Oleh: Muis Ade

Pemerhati Pendidikan

________

DUNIA pendidikan di Kota Ternate kembali diuji, bukan hanya oleh krisis kekurangan guru yang tak kunjung terselesaikan, tetapi juga oleh keputusan yang mencederai akal sehat publik yakni ditunjuknya kembali seorang mantan kepala sekolah dengan rekam jejak buruk sebagai Pelaksana Tugas (Plt) Kepala Sekolah di SMA Negeri 9 Ternate.

Kekurangan guru merupakan masalah klasik namun serius. Di sejumlah sekolah negeri, termasuk SMA Negeri 9, kekosongan guru pada mata pelajaran inti seperti Pendidikan Agama Islam (PAI), PPKN, prakarya dan seni budaya telah berlangsung cukup lama. Ironisnya, solusi konkret dari pemerintah provinsi terkesan lambat dan tidak terstruktur. Proses rekrutmen guru melalui jalur PPPK atau CPNS tidak dibarengi dengan pemetaan kebutuhan yang jelas, sehingga ketimpangan distribusi guru masih terjadi di mana-mana

Lebih menyakitkan lagi, di tengah situasi yang semestinya menuntut perbaikan manajemen pendidikan, publik justru dikejutkan dengan keputusan menunjuk kembali seorang mantan kepala sekolah yang sebelumnya diketahui memiliki rekam kepemimpinan yang buruk semasa menjabat sebagai kepala sekolah SMA Negeri 9 kota Ternate di periode sebelumnya. Keputusan ini bukan hanya tidak sensitif terhadap aspirasi warga sekolah, tapi juga melemahkan semangat reformasi tata kelola pendidikan yang transparan dan berbasis integritas.

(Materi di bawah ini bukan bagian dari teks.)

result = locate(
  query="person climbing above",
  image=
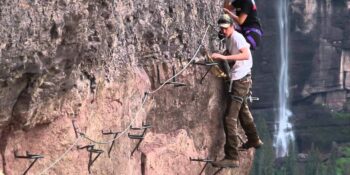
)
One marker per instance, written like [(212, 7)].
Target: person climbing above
[(247, 18), (239, 86)]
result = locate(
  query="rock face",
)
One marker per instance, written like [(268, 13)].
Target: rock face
[(92, 62)]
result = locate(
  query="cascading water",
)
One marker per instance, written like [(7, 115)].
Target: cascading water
[(284, 134)]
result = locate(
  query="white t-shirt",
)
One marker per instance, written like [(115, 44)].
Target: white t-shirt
[(242, 67)]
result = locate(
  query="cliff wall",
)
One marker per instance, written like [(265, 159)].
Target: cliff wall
[(92, 62)]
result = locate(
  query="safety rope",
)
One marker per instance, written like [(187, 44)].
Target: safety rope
[(82, 135), (192, 59)]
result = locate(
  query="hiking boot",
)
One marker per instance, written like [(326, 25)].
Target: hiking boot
[(226, 163), (257, 144)]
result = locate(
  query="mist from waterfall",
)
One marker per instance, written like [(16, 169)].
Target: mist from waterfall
[(283, 127)]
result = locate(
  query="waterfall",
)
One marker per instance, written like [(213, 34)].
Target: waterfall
[(283, 127)]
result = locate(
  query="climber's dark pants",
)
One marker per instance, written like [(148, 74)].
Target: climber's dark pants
[(237, 108)]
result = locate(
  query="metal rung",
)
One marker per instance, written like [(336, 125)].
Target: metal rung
[(201, 160), (135, 136)]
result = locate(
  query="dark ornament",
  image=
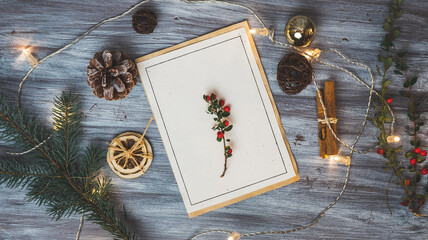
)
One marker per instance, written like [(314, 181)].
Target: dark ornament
[(294, 73), (111, 75), (144, 21)]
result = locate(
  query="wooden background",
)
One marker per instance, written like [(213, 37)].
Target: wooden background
[(153, 203)]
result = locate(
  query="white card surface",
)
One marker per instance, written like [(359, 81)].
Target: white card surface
[(224, 62)]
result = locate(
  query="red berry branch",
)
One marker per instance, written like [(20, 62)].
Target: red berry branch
[(216, 107), (409, 180)]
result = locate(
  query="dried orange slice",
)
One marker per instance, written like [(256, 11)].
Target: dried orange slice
[(129, 156)]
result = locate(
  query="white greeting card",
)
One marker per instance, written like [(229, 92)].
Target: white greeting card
[(225, 62)]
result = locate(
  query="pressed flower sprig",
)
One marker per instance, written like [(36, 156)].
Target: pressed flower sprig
[(407, 180), (217, 107)]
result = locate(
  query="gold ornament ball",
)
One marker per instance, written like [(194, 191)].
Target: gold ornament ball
[(300, 31)]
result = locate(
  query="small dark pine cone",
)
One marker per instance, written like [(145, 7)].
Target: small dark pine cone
[(294, 73), (144, 21), (111, 75)]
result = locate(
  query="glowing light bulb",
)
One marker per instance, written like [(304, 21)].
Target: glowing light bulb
[(312, 54), (298, 35), (31, 59), (234, 236), (393, 138), (343, 159), (260, 31)]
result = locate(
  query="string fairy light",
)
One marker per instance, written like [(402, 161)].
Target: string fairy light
[(393, 139), (30, 57), (313, 55)]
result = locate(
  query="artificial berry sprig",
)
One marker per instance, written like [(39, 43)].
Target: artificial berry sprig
[(409, 180), (217, 107)]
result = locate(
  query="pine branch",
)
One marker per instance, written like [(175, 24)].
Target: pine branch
[(410, 187), (67, 181)]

Kepala sekolah bukan hanya jabatan administratif, tetapi juga simbol kepemimpinan moral dan akademik. Ketika posisi ini diberikan kepada figur bermasalah, maka pesan yang diterima oleh guru, siswa, dan masyarakat adalah bahwa rekam jejak buruk bisa ditoleransi, bahkan diberi tempat kembali. Ini adalah preseden buruk yang bisa merusak ekosistem pendidikan kita dalam jangka panjang.

Yang dibutuhkan SMA Negeri 9 dan sekolah-sekolah lainnya di Kota Ternate hari ini bukan hanya tambahan guru, tetapi juga kepemimpinan yang bersih, profesional, dan visioner. Pemilihan kepala sekolah, termasuk Plt, harus melalui mekanisme yang terbuka, akuntabel, dan mempertimbangkan evaluasi kinerja sebelumnya. Sekolah bukan ruang percobaan bagi kepentingan politik atau kompromi atas nama loyalitas semu.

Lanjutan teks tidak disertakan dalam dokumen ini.